Mais l’Europe est-elle vouée à s’« épuiser » et à « dépérir » dans cette lutte toujours recommencée entre son exigence d’excellence et la volonté barbare de néant qui renaît sans cesse, hors d’elle et en elle ? La philosophie doit-elle s’en tenir aux conceptions de la pensée contemporaine qui, cédant au nihilisme ou l’exacerbant en fait quand elle prétend le combattre, renonce, au nom de l’altérité et de la finitude radicale (inauthenticité, pulsion de mort) qu’elle fait découvrir, à toute affirmation des finalités suprêmes, celles du savoir, de la justice, de l’identité ? Ne doit-elle pas bien plutôt considérer qu’après l’Holocauste (extrémisation du rejet païen de l’élection) et après la fondation, par le peuple juif, de l’Etat d’Israël, la reconnaissance internationale de cet Etat ouvre une nouvelle époque ? Epoque de l’acceptation définitive, sociale (par le droit) sinon individuelle, de l’être d’individu et de l’élection qui le mène jusqu’à son œuvre propre — car, individuellement, l’homme risque toujours de rejeter la passion qu’il lui faudrait alors traverser et de s’abîmer dans la barbarie douce du monde ordinaire ou de se crisper dans celle, violente, du terrorisme.
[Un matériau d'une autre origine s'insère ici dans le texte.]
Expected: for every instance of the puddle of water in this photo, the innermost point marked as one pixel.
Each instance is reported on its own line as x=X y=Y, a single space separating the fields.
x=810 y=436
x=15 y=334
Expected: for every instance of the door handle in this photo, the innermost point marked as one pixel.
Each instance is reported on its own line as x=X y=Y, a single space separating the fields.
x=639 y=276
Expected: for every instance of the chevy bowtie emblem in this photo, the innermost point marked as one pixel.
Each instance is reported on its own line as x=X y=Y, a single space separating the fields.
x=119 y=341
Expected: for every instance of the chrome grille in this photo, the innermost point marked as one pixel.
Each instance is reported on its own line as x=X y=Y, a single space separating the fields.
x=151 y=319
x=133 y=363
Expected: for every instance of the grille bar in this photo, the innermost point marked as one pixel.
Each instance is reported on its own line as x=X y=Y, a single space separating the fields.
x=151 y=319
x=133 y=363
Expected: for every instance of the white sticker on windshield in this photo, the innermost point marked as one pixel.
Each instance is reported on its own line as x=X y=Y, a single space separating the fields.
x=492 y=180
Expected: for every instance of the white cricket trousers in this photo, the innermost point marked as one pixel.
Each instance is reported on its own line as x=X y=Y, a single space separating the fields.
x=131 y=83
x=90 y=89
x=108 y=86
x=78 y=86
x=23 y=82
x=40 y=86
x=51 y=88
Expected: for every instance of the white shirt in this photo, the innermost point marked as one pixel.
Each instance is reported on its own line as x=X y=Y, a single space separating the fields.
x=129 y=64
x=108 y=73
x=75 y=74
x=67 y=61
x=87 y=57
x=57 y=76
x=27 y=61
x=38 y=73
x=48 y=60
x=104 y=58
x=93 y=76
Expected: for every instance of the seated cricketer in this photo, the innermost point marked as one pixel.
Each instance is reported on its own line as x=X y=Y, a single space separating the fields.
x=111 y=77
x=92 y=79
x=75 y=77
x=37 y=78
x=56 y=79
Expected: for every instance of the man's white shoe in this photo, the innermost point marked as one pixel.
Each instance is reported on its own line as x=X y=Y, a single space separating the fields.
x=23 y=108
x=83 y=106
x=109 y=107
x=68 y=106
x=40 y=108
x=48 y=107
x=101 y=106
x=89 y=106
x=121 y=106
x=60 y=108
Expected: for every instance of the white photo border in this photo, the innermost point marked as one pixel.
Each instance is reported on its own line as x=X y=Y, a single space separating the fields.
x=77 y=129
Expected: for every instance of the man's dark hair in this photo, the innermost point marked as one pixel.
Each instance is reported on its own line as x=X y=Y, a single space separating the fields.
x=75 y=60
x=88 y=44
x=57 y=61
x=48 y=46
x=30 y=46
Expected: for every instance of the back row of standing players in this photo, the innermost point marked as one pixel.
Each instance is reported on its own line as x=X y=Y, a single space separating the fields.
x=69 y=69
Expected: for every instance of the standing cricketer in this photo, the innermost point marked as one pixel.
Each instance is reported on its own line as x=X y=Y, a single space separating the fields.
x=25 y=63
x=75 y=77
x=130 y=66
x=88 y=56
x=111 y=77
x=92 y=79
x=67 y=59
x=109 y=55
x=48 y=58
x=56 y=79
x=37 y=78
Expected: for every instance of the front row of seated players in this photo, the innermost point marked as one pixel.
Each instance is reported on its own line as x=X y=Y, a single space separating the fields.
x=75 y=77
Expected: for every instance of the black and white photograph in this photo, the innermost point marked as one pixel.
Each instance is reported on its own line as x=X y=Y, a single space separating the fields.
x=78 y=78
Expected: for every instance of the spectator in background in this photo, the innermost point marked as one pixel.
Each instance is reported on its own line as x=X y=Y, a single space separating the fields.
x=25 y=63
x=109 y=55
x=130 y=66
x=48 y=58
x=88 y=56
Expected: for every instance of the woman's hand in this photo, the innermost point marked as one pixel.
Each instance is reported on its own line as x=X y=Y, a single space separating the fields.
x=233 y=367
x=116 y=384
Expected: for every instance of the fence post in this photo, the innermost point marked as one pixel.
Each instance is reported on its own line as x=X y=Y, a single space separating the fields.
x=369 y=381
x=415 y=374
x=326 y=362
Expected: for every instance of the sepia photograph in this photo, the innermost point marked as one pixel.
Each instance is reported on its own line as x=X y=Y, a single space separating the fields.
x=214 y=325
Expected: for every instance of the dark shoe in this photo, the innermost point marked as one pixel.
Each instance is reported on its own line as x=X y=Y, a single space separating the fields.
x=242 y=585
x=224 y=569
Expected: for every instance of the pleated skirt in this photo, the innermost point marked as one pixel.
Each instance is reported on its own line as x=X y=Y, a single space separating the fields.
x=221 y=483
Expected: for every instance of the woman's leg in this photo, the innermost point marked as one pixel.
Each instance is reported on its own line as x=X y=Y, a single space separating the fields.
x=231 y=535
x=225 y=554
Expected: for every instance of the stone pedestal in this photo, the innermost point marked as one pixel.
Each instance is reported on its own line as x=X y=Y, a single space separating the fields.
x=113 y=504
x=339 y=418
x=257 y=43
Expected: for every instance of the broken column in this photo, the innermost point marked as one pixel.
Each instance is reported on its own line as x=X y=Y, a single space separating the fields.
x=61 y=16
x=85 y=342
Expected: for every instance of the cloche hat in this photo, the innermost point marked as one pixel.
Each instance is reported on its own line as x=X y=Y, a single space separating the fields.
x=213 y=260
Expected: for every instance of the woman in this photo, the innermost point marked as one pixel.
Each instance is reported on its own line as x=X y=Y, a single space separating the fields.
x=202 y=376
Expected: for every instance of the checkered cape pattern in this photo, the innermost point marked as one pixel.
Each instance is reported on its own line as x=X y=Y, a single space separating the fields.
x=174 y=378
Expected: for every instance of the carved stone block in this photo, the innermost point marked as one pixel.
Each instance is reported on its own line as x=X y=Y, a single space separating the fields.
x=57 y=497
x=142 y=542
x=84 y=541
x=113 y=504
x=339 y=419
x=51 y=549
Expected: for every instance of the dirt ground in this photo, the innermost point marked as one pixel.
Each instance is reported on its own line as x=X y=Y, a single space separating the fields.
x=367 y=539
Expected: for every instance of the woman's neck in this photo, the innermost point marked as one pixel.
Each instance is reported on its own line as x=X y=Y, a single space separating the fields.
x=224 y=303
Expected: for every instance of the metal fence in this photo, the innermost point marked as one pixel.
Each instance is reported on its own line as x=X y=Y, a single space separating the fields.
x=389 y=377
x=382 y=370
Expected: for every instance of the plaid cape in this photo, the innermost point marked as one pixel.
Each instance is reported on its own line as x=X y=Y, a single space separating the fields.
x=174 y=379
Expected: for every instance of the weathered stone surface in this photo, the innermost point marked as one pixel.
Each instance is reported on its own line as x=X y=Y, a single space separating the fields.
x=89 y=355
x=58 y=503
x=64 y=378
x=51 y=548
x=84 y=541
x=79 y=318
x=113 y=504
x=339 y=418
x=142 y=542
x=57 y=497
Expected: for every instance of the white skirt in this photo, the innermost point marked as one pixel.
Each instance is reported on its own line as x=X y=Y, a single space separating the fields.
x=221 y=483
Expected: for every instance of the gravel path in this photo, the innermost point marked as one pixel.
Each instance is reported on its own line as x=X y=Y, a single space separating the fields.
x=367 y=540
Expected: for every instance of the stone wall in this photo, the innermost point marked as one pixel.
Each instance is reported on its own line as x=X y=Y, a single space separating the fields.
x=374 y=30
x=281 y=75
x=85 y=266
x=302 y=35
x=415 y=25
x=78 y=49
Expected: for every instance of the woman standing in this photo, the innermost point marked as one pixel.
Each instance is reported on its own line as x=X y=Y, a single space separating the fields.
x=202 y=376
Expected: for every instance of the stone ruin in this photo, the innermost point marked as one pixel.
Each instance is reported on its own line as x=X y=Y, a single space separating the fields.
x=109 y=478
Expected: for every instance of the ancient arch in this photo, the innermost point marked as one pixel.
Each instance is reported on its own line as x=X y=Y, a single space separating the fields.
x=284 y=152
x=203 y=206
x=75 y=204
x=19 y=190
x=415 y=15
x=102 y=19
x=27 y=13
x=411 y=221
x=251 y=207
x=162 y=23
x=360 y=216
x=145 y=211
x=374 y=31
La philosophie en tout cas aurait alors, au-delà de tout nihilisme, à poser comme effective l’objectivité absolue si longtemps recherchée, à affirmer le savoir, la justice, l’identité — mais en reconnaissant l’identité des autres mondes culturels que l’Europe. Défenseur de la mondialisation et de l’universalisme qu’elle permet, Jean-François Mattéi, avec l’ampleur de sa vision, nous guide sur cette voie. A nous de le suivre.